One thing I don’t want to do in life is just go through life gliding along without any purpose or plan for my actions and choices. This post my feel a bit random, so bear with me as I get my thoughts in order and process them as I type. Hopefully, this post will not be the end of these thoughts, it might just be the first of many times I express this line of thought in my life.
Sometime this summer, Evan and I came across Matthew West’s music and bought his album on iTunes. I looked him up, read his story and realised we were probably 2-3 years behind in discovering him…but I guess maybe that’s because we had been in England and the Christian music scene is pretty limited.

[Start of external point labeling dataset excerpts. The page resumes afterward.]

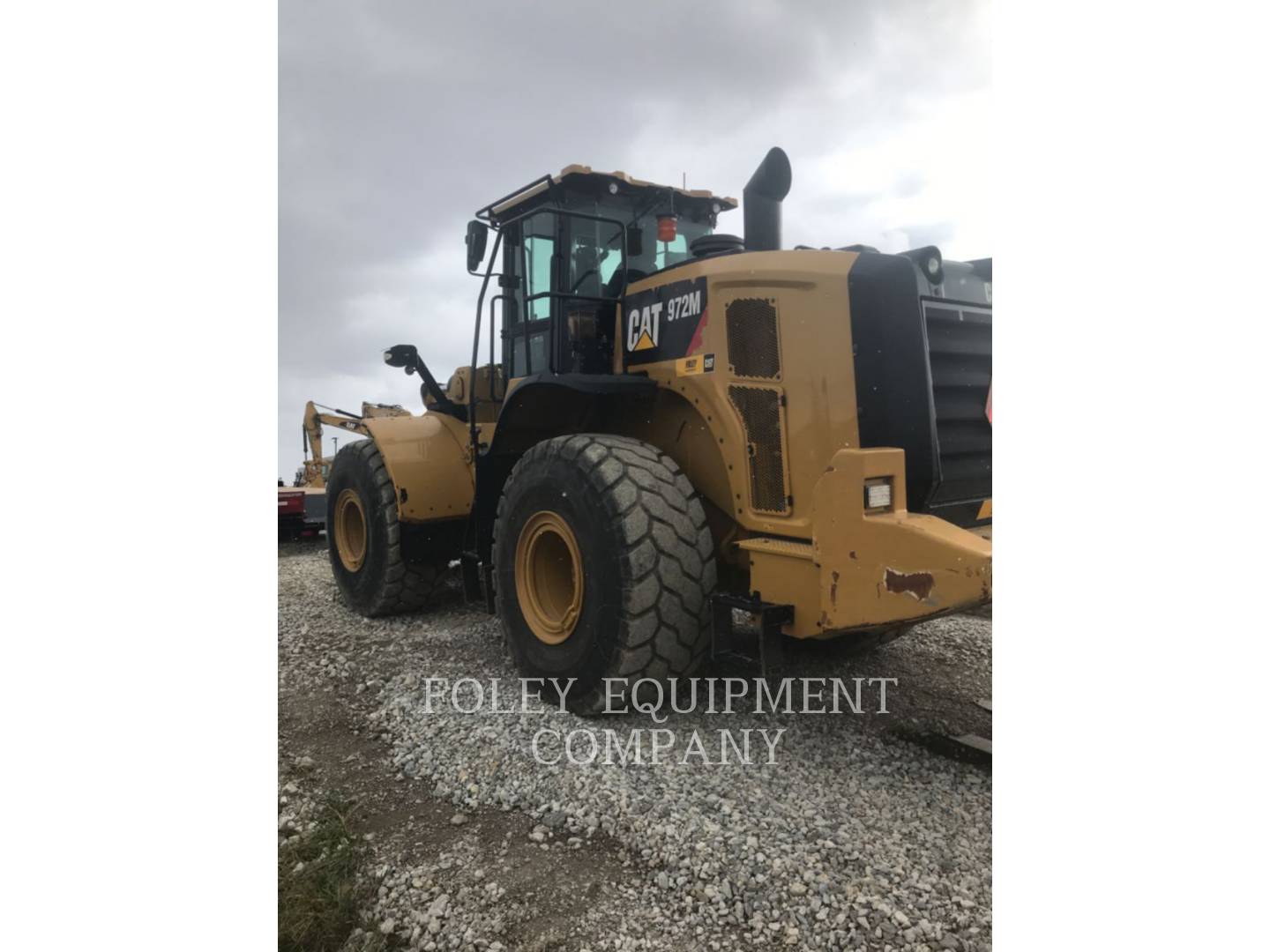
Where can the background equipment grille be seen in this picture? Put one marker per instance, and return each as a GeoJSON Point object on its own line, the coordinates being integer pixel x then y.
{"type": "Point", "coordinates": [759, 410]}
{"type": "Point", "coordinates": [959, 342]}
{"type": "Point", "coordinates": [753, 346]}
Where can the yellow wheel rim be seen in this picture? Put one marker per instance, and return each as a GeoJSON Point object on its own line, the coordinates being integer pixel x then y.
{"type": "Point", "coordinates": [351, 530]}
{"type": "Point", "coordinates": [549, 579]}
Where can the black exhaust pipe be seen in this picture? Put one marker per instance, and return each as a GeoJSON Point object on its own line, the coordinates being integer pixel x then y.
{"type": "Point", "coordinates": [761, 201]}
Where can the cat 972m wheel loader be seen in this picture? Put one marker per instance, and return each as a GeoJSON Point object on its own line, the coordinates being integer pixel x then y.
{"type": "Point", "coordinates": [672, 423]}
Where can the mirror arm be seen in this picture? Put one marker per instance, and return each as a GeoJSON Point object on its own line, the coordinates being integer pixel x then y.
{"type": "Point", "coordinates": [444, 403]}
{"type": "Point", "coordinates": [481, 303]}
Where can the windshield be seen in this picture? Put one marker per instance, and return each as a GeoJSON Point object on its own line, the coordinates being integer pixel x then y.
{"type": "Point", "coordinates": [596, 247]}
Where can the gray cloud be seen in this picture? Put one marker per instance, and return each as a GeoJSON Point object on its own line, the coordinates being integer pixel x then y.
{"type": "Point", "coordinates": [399, 120]}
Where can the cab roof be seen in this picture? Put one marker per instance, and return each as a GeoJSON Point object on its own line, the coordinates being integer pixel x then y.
{"type": "Point", "coordinates": [582, 179]}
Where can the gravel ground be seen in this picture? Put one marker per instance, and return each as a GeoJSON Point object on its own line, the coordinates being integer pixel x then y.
{"type": "Point", "coordinates": [855, 838]}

Anyway, I heard his song, "Going Through the Motions" and it really strikes a cord with me, so, here are the lyrics:
This might hurt
It’s not safe
But I know that I’ve gotta make a change
I don’t care
If I break
At least I’ll be feeling something
‘Cause just ok
Is not enough
Help me fight through the nothingness of life
I don’t wanna go through the motions
I don’t wanna go one more day
Without Your all consuming passion inside of me
I don’t wanna spend my whole life asking
What if I had given everything?
Instead of going through the motions
No regrets
Not this time
I’m gonna let my heart defeat my mind
Let Your love
Make me whole
I think I’m finally feeling something
Take me all the way
Take me all the way
Take me all the way
I want people to look at my life and know without a doubt that I live passionately, on a daily basis for Jesus Christ. I want people to see that my thoughts, actions and words are all driven from my love for Him and my relationship with Him.
This morning in church, Dave spoke from the passage Ephesians 4:11 and the gifts that Paul writes about in that passage:
Apostles, Prophets, Evangelists, Teachers, and Shepherds. I’m not going to say which gift really spoke to me today, but it again brought an awareness to me about how I do certain things, and why I feel about some things the way I do.
This does all tie together, because I believe we must use the gifts God has given us in order to further His Kingdom. Dave did a great job describing how each of these gifts is alive in the church today, and how we must be willing to let people function within their gifting to be the best we can be as a body. If you stifle any of these gifts, you stifle what God can do within that body. But, I think we have to be very purposeful about this, because it is too easy to be fearful about allowing other to operate within their gifting when it is uncomfortable for us.
I want to live my life giving and using my gifts fully, so that no one can ask if I was giving my all. I want to live so that my passion for Christ is evident to all. Sometimes, all I want to do is go through the motions and get through the day, week, job, or situation, but I don’t want to one day wonder if I given my all if it would have made a difference. I want to know that I did my best, and gave my all, and that is all anyone could ever ask me to do. And, if I do all that for Christ, with Christ at the center, then I know I have done all He has put before me and the rest is up to Him.